A whole lot. And we don’t mention it.
Of course not.
“Darryl, my man, look at you!” Kit said as they broke the hug, and Nita headed over. “Are you taller? Are you actually bulking up?”
“Just eating more,” Darryl said. “Yeah, I’m growing all of a sudden. Guess I’ve got the energy to spare now. Don’t get into it with my mom—she says that these days I cost too much to keep. Almost too much.” He grinned, turning away from them and S’reee toward the others as the visitors merged their bubbles with S’reee’s big one. “Hi, guys, who are you all?”
Introductions got under way. As they did, Nita saw Dairine giving Roshaun an unusually intense look. Roshaun put his eyebrows up, and then took them right down again. Any wizard in Darryl’s vicinity would notice an atypical intensity of power. But once you realized what it meant, it wasn’t something you discussed with Darryl, ever. He didn’t know about it, and wasn’t meant to. The situation was like knowing a superhero with a secret identity. But the difference here was that everybody else knew about the secret identity, and the superhero didn’t… which was a good thing, because if Darryl ever found out he was a direct channel of the One’s power into the world, the discovery would kill him.
Darryl turned back to Kit after a few moments. “I looked you up in the book, saw you were off joyriding halfway across the galaxy.” Darryl looked Kit over approvingly. “Got yourself some tan.”
“Nearly got myself a scorched hide,” Kit said. “Our old ‘friend’ again.”
Darryl nodded, his grin fading a little. “Well, we’re just going to have to screw up Its plans one more time.”
“Yeah, and then we can get back to business,” Kit said, and looked up at the sky. “Like the M—”
“The Martian thing!” Nita and Dairine and Darryl more or less shouted in chorus, leaving Sker’ret and Filif and Roshaun and Ronan all looking confused.
“You crack me up,” Darryl said, and whacked Kit in the shoulder in a friendly way. “Here we’ve got the whole universe going to pieces around our ears, and all you can think about is going hunting for ancient Martian princesses in skimpy clothes.” He guffawed.
“Will you cut it out? It’s not about princesses!

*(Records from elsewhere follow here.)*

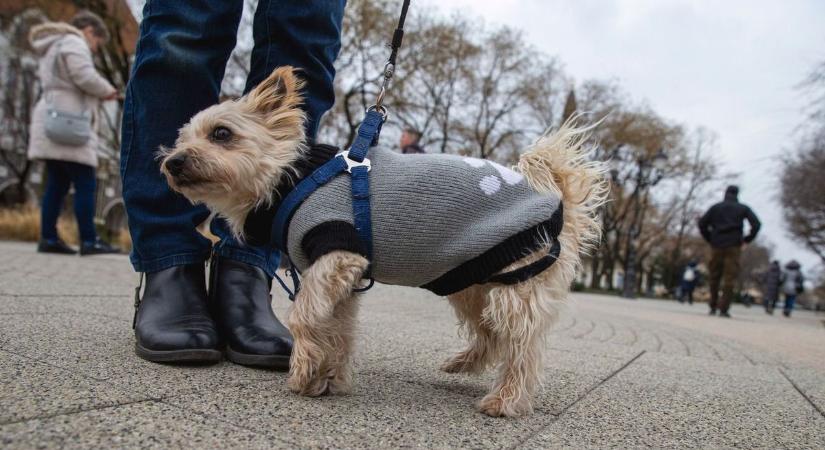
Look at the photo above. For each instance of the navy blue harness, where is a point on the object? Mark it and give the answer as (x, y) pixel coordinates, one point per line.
(352, 161)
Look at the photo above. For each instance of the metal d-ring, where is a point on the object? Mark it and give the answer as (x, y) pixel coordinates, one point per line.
(381, 109)
(351, 163)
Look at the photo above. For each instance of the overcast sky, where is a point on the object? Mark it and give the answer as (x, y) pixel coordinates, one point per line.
(728, 65)
(731, 66)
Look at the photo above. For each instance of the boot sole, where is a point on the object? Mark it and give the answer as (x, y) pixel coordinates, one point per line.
(185, 356)
(279, 362)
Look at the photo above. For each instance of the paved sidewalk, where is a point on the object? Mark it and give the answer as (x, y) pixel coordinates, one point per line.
(620, 374)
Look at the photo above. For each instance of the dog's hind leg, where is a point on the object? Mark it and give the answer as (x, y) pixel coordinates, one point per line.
(322, 321)
(518, 315)
(340, 369)
(468, 305)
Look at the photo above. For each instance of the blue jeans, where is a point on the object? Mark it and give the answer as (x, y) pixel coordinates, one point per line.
(179, 64)
(790, 299)
(60, 175)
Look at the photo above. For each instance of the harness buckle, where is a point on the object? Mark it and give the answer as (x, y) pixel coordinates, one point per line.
(351, 163)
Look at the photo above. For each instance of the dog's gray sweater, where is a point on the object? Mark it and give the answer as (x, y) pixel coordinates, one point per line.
(438, 221)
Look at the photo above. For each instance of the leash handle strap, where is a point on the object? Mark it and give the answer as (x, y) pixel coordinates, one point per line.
(398, 35)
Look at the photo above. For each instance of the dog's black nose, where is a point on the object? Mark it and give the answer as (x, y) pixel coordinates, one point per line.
(174, 165)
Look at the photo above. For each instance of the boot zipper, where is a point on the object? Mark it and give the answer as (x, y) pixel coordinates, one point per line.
(137, 298)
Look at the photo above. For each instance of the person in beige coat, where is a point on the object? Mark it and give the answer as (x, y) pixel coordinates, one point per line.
(71, 84)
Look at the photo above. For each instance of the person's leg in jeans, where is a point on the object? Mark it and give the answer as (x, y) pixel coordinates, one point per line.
(716, 268)
(179, 64)
(731, 273)
(306, 35)
(83, 178)
(790, 299)
(85, 181)
(57, 186)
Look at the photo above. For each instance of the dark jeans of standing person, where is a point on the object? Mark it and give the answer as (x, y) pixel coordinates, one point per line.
(180, 61)
(790, 300)
(687, 289)
(60, 176)
(724, 269)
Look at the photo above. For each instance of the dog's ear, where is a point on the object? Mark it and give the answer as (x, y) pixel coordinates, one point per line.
(280, 90)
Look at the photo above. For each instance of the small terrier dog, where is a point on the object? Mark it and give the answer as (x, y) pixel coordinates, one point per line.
(234, 155)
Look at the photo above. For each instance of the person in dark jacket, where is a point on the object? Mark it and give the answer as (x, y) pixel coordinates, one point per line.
(409, 141)
(722, 228)
(690, 278)
(793, 284)
(770, 286)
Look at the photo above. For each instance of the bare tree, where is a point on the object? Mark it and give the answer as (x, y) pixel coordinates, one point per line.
(803, 194)
(20, 89)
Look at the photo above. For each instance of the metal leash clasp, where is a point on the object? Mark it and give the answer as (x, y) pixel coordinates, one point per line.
(351, 163)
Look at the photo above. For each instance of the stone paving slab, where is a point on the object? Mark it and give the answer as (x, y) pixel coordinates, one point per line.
(619, 374)
(809, 382)
(661, 403)
(146, 424)
(30, 389)
(102, 348)
(392, 406)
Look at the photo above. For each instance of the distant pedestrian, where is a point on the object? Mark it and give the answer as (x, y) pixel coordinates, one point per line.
(793, 284)
(722, 228)
(770, 286)
(409, 141)
(690, 278)
(62, 131)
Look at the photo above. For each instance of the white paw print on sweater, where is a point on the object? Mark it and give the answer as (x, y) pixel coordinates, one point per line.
(491, 184)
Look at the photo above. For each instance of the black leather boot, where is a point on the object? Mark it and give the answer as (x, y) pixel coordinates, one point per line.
(172, 322)
(241, 304)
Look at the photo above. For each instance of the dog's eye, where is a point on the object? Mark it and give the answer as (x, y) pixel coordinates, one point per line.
(221, 134)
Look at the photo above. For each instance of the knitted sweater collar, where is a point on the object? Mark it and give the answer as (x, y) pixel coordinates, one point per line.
(258, 224)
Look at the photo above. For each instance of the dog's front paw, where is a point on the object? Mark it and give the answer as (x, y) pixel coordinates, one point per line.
(309, 386)
(464, 362)
(340, 383)
(306, 376)
(495, 406)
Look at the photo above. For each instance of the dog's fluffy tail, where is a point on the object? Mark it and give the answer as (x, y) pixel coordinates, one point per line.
(561, 162)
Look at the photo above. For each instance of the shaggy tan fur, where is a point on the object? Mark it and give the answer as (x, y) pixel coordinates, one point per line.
(234, 177)
(506, 324)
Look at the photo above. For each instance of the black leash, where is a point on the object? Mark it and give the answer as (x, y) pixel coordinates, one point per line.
(389, 68)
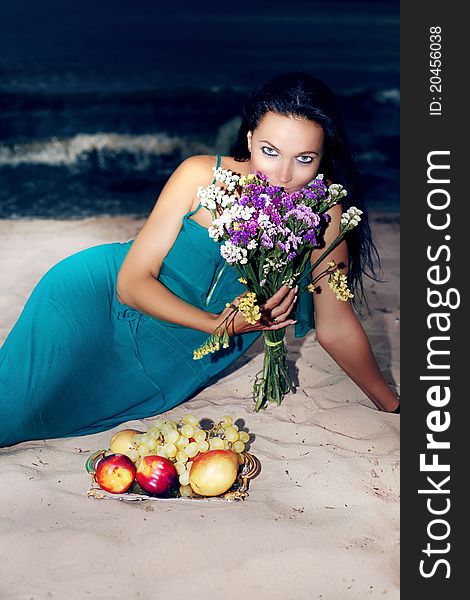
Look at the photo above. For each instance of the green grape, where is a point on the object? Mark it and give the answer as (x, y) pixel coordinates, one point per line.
(182, 441)
(192, 449)
(217, 443)
(172, 436)
(181, 456)
(191, 420)
(184, 478)
(231, 434)
(187, 430)
(170, 450)
(133, 454)
(186, 491)
(203, 446)
(239, 446)
(199, 435)
(244, 437)
(142, 449)
(165, 429)
(154, 434)
(180, 467)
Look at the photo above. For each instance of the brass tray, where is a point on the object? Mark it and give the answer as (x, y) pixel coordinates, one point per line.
(239, 490)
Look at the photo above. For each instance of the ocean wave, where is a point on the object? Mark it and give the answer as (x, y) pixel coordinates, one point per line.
(74, 150)
(391, 95)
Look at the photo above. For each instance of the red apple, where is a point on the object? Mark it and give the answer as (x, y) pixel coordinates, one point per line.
(115, 473)
(213, 472)
(156, 475)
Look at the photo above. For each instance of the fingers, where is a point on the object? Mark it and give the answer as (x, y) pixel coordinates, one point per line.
(277, 297)
(276, 326)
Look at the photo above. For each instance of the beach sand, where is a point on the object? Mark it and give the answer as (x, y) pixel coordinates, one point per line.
(321, 520)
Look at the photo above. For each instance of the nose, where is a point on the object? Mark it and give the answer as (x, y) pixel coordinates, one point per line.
(284, 173)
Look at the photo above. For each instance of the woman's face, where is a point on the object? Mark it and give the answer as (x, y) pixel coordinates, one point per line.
(288, 150)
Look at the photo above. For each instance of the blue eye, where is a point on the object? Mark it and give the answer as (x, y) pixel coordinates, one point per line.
(268, 151)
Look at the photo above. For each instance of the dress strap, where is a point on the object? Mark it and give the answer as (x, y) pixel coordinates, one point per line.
(189, 214)
(219, 159)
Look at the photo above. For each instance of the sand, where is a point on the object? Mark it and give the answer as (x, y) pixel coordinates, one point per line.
(321, 520)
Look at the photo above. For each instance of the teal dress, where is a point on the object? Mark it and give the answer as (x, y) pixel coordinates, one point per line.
(78, 361)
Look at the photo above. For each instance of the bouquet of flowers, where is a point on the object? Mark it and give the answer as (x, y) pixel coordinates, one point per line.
(268, 235)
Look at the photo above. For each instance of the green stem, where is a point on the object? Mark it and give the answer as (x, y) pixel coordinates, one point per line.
(208, 299)
(331, 247)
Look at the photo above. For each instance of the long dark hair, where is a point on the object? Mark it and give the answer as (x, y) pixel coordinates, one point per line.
(305, 96)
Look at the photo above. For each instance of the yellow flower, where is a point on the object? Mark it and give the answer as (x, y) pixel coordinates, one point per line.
(249, 309)
(338, 282)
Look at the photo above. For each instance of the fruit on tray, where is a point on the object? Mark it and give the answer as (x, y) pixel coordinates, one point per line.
(115, 473)
(213, 472)
(156, 475)
(182, 444)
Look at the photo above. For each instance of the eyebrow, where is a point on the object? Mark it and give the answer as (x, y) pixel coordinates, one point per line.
(299, 154)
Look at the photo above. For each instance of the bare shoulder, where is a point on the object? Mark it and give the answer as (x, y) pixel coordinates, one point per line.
(198, 168)
(241, 167)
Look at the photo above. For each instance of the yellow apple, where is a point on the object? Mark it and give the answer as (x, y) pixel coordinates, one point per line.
(213, 472)
(121, 441)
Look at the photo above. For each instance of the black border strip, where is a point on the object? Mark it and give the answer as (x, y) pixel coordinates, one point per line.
(434, 202)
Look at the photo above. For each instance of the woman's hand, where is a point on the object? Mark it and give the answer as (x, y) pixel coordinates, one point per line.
(274, 313)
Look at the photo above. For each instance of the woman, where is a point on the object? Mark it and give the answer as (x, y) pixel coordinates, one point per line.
(108, 333)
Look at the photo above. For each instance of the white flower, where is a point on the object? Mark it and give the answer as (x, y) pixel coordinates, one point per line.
(252, 244)
(351, 217)
(234, 254)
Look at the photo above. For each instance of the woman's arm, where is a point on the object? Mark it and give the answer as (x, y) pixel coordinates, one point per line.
(341, 334)
(137, 283)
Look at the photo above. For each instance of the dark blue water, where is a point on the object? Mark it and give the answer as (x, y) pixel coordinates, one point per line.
(99, 101)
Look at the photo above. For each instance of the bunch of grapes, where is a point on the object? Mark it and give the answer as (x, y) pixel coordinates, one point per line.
(180, 442)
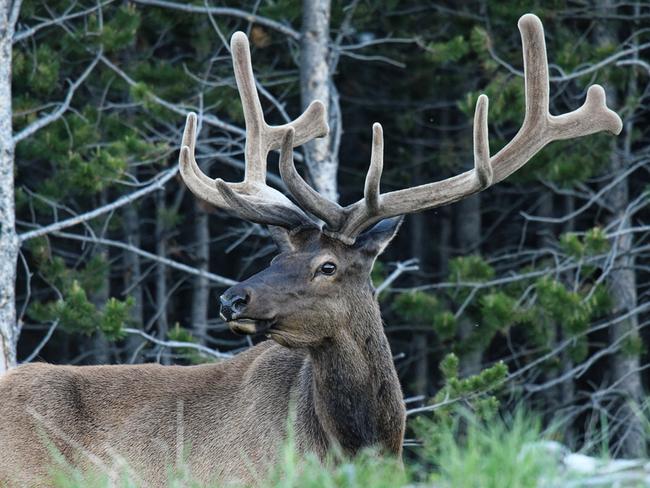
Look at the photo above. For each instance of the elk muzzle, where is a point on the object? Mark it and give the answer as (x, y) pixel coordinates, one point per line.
(234, 304)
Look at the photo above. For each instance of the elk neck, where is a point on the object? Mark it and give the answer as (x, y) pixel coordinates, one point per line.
(354, 387)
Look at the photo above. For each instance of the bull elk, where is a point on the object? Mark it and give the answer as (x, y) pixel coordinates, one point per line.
(328, 355)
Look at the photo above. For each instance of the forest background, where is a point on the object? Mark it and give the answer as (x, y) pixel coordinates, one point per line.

That’s just in a book!” Kit said, but no one was listening. There was too much laughing going on. “Come on, Darryl, give it a rest!”

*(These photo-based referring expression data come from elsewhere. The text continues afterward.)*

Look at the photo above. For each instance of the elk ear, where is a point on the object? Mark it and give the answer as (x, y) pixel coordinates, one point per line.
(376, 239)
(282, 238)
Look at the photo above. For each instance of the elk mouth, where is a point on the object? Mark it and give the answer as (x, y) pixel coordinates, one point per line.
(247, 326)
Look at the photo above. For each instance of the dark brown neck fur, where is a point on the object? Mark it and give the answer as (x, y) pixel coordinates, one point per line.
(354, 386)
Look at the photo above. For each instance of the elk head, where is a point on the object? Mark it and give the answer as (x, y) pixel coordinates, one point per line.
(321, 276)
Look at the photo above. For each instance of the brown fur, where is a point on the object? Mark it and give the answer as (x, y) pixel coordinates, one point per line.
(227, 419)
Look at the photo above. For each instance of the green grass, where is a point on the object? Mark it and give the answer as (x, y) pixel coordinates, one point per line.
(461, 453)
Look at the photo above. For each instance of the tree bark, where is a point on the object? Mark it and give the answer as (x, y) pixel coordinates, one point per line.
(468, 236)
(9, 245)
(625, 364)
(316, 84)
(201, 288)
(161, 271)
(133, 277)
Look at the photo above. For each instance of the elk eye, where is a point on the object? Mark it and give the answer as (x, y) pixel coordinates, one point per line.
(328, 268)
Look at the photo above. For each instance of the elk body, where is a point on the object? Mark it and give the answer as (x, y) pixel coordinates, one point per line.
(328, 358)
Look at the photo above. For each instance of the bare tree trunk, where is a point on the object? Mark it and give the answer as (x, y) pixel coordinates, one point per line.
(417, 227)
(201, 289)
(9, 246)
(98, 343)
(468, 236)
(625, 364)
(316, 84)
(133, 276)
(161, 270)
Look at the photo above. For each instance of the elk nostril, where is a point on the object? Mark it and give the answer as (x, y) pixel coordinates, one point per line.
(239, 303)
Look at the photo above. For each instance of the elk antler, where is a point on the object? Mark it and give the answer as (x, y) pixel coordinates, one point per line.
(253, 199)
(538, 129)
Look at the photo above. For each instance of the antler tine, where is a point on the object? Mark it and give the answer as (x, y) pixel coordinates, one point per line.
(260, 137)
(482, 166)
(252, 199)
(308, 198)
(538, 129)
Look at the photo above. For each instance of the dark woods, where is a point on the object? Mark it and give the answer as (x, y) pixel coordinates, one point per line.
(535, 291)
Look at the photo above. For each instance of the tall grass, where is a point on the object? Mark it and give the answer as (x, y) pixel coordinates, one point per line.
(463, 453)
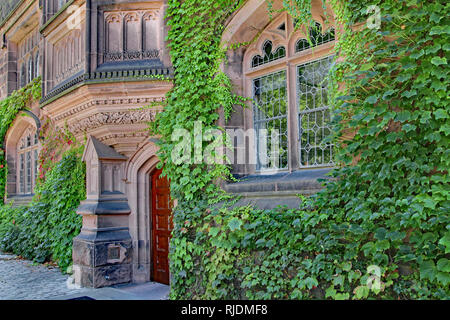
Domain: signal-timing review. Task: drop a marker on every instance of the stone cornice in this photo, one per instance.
(103, 102)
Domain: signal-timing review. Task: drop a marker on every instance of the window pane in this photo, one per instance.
(314, 114)
(270, 114)
(268, 54)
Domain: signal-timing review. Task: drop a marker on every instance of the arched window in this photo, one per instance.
(316, 38)
(268, 55)
(37, 70)
(289, 86)
(27, 161)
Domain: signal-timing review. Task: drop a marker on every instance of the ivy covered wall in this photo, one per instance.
(43, 230)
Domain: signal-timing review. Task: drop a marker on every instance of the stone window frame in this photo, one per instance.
(27, 161)
(285, 37)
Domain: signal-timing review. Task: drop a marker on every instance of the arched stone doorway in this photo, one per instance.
(126, 218)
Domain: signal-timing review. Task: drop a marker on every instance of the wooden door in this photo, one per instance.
(161, 226)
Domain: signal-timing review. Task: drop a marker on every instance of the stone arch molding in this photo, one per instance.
(138, 173)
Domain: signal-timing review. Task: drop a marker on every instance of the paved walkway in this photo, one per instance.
(23, 280)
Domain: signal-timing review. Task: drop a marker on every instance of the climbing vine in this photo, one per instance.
(381, 228)
(43, 230)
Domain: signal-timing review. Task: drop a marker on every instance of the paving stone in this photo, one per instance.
(22, 280)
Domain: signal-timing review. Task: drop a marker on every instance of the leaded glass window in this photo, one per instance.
(270, 121)
(316, 37)
(22, 174)
(268, 54)
(314, 113)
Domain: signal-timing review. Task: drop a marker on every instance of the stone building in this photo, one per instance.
(100, 61)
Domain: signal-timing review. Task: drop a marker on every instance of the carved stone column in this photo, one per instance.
(102, 252)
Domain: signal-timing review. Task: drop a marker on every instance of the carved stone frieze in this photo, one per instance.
(120, 101)
(119, 118)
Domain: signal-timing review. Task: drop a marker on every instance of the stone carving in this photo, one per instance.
(131, 35)
(102, 118)
(93, 103)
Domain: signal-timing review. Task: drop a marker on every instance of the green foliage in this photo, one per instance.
(388, 209)
(44, 230)
(200, 89)
(17, 101)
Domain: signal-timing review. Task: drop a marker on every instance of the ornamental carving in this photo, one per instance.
(103, 118)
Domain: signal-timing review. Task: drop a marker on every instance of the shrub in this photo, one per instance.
(44, 230)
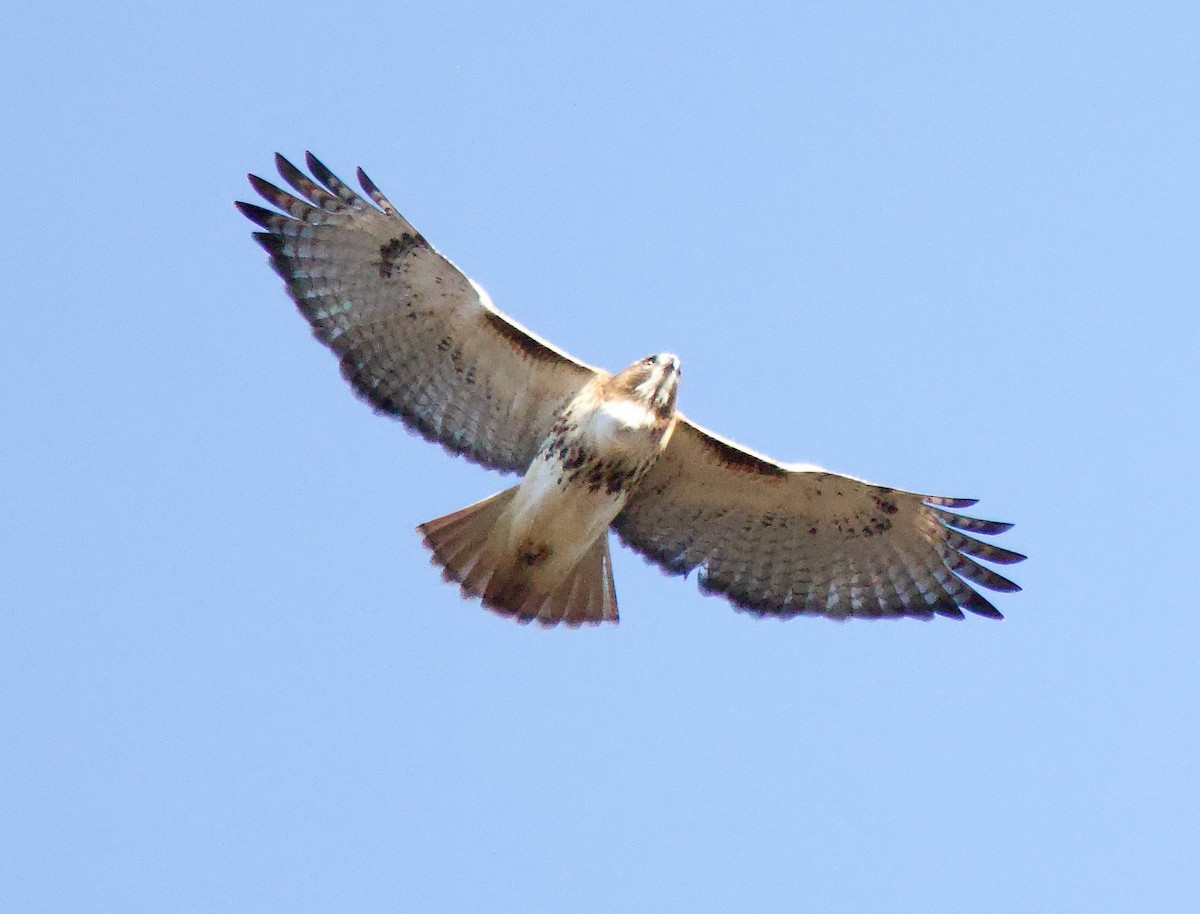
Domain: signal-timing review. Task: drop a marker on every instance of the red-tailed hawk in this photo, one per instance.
(421, 342)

“Okay, never mind,” Darryl said, “you’re off the hook till we get present business sorted out. I can’t believe how full my manual’s gotten in the past few days. Just look at it—”
To Nita’s surprise, Darryl reached not into a nearby space pocket for his manual but into the front pocket of his jeans. Dairine stared at what Darryl brought out. To all appearances it was a sleek rectangular white-and-silver MP3 player, but as he turned it toward them, Nita could see that the apple on its little blue-glowing screen had no bite out of it.

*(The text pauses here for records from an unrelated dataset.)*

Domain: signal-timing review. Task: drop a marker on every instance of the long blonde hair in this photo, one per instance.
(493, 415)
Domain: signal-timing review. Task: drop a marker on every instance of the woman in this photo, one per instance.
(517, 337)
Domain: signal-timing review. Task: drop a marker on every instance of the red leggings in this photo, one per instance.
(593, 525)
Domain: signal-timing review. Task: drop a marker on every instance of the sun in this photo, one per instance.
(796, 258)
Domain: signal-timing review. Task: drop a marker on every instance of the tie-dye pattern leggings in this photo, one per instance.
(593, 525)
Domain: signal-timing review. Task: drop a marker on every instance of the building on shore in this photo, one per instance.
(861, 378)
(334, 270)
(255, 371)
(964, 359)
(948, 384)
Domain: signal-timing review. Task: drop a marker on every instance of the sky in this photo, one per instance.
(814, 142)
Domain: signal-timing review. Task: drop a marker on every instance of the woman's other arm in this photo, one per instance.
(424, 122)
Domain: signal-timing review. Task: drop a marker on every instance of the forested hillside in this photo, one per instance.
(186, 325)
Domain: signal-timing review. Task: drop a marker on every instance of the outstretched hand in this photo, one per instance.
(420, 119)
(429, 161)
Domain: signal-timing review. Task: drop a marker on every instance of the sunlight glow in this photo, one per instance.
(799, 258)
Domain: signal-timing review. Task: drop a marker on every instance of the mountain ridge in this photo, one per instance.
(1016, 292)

“That is too slick!” Dairine said. Spot came up from behind and put some eyes up to goggle in a friendly way at the WizPod.
“Yeah,” Darryl said. He pulled it open—which shouldn’t have been possible—until it looked like a little book, and then opened it out again, and again, and yet again, until it was more like a flat-screen monitor than anything else, but one you could hold in your hands. Manual data started scrolling down its surface, imagery and spells together. “It’s got all the usual spell-storage and display options,” Darryl said. “And it carries my tunes. Like I’ve got time for music when this thing’s got twenty times the content, all of a sudden…” He grinned as he folded it up again.
Nita looked over at S’reee as a thought occurred to her. “Are there any other Seniors on Earth who were Seniors before but’ll still be functioning when things go bad?”
“No,” S’reee said.
“Oh, wow,” Nita said. “How that must be making you feel…”
“Yes. And just when I was starting to relax about being a Senior,” S’reee said, sounding briefly mournful. “But all we can do now is dive deep and do the best we can on short notice, even if we’re not sure we have enough data. That said”—S’reee looked less troubled—”we’ve been given access to a lot more power than we’ve ever had. It’s hard to feel so uncertain when you do a wizardry and it just jumps out of you like a waterspout.”